Day 18 – Farewell Sarah!

Today we headed for Kidsgrove on the far side of Harecastle Tunnel so Sarah can catch a train back to Oxford for her ‘supercharge’ drips at hospital. We cast off before 07:30 with the aim of getting there for the first passage at 08:00, and it all worked perfectly – we were the only ones there, moored up outside the entrance and ready to go! The lovely Derek from C&RT gave us our safety briefing and we were soon on our way.

After the tunnel we turned on to the much nicer Macclesfield Canal, and moored up just after the aqueduct that takes it over the Trent & Mersey,

Once we’d got settled in, Sarah packed her bags and we walked the short distance to the train station at Kidsgrove, where Sarah caught her train.

After waving farewell, I caught the bus into Tunstall (back on the other side of the tunnel) to get to Screwfix, and then walked back over the tunnel to get home. I paused for lunch to eat my sandwiches by Golden: the flame that never dies, Stoke-on-Trent’s answer to the Angel of the North!

The route over the tunnel follows the path that the horses used to take all those years ago, when boaters had to ‘leg‘ their boats through the tunnel.
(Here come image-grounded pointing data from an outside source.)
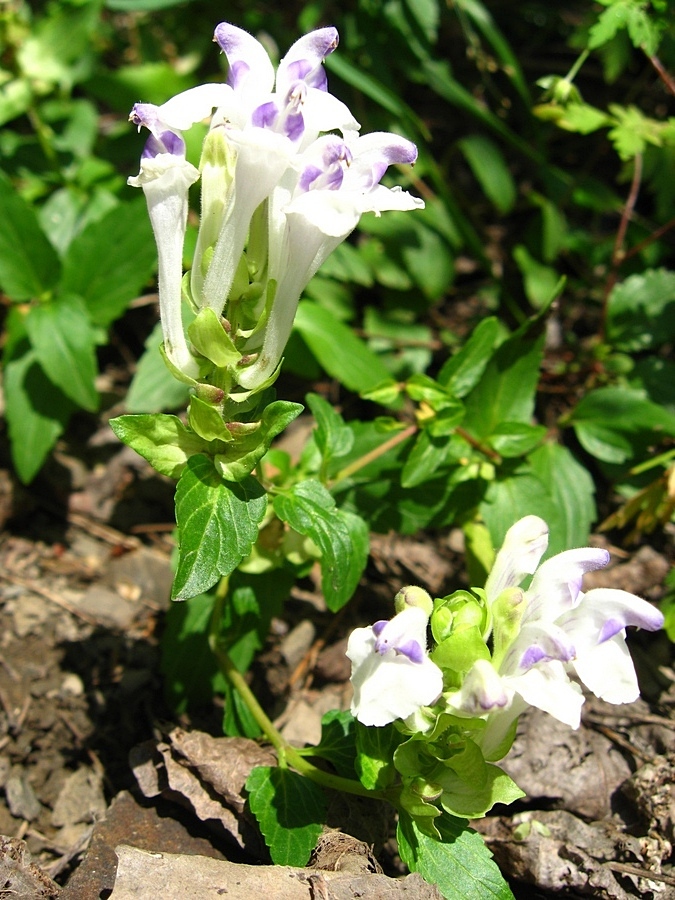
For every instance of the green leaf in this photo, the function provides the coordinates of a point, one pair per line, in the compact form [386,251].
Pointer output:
[332,435]
[507,389]
[239,457]
[153,388]
[462,372]
[489,167]
[641,311]
[290,810]
[109,262]
[64,344]
[37,413]
[163,440]
[618,424]
[343,355]
[29,265]
[572,490]
[375,755]
[460,864]
[217,525]
[338,742]
[516,438]
[341,537]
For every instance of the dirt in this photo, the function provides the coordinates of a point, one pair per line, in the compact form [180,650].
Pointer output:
[85,574]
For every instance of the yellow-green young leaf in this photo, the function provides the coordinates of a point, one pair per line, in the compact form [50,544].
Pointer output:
[217,525]
[64,343]
[290,810]
[460,864]
[163,440]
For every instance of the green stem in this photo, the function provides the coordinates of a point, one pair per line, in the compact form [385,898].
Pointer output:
[369,457]
[288,755]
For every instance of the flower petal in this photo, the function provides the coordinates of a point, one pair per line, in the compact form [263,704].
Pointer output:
[607,669]
[523,547]
[251,72]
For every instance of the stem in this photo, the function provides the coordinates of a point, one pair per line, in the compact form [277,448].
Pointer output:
[287,754]
[363,461]
[618,253]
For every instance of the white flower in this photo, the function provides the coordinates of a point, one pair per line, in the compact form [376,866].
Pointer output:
[272,176]
[548,630]
[392,674]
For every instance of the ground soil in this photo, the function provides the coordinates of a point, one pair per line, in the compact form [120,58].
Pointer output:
[85,575]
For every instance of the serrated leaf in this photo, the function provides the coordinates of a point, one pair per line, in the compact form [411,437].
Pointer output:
[641,311]
[290,810]
[64,344]
[160,439]
[109,262]
[217,525]
[338,742]
[616,424]
[507,389]
[37,413]
[29,265]
[460,864]
[341,537]
[375,755]
[462,372]
[341,353]
[333,436]
[153,388]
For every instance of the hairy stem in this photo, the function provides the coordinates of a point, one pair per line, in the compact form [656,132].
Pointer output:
[287,754]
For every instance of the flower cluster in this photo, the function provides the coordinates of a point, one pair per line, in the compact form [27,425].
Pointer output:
[285,177]
[505,648]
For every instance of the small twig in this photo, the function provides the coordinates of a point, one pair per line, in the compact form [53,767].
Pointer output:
[37,588]
[665,76]
[641,873]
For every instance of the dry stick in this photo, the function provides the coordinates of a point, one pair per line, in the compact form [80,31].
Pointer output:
[618,252]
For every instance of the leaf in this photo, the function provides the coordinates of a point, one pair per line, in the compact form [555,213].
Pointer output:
[641,311]
[64,345]
[338,742]
[462,372]
[160,439]
[37,413]
[341,537]
[507,389]
[460,864]
[217,525]
[343,355]
[153,388]
[572,490]
[333,436]
[109,262]
[29,265]
[490,170]
[375,755]
[290,810]
[617,424]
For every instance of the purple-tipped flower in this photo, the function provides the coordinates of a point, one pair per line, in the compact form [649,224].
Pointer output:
[392,675]
[549,630]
The cows in the field weren’t very friendly, so I ended up taking the long way around after they started moving to surround me!

I had an interesting encounter at the caravan park with a sweet young girl, maybe 10 or 12 years old, asking if I was looking for ‘greenies’. I politely declined, but had my suspicions… googling back at home shows them to be amphetamines (either that or her bogeys!).

I arrived back at the Kidsgrove side of the tunnel, where you can see the entrance to the older tunnel designed by Brindley, which is now unusable. There was also a queue of ‘yoghurt pots’ waiting to go through – presumably all together as it’s unusual to see one on the move, let alone a group of them.

I stopped by in the large Tesco nearby to stock up on the Pimms, and then it was back on board to do a few jobs, before settling in for the evening with a glass of red wine and the Europa League Cup final on TV to watch.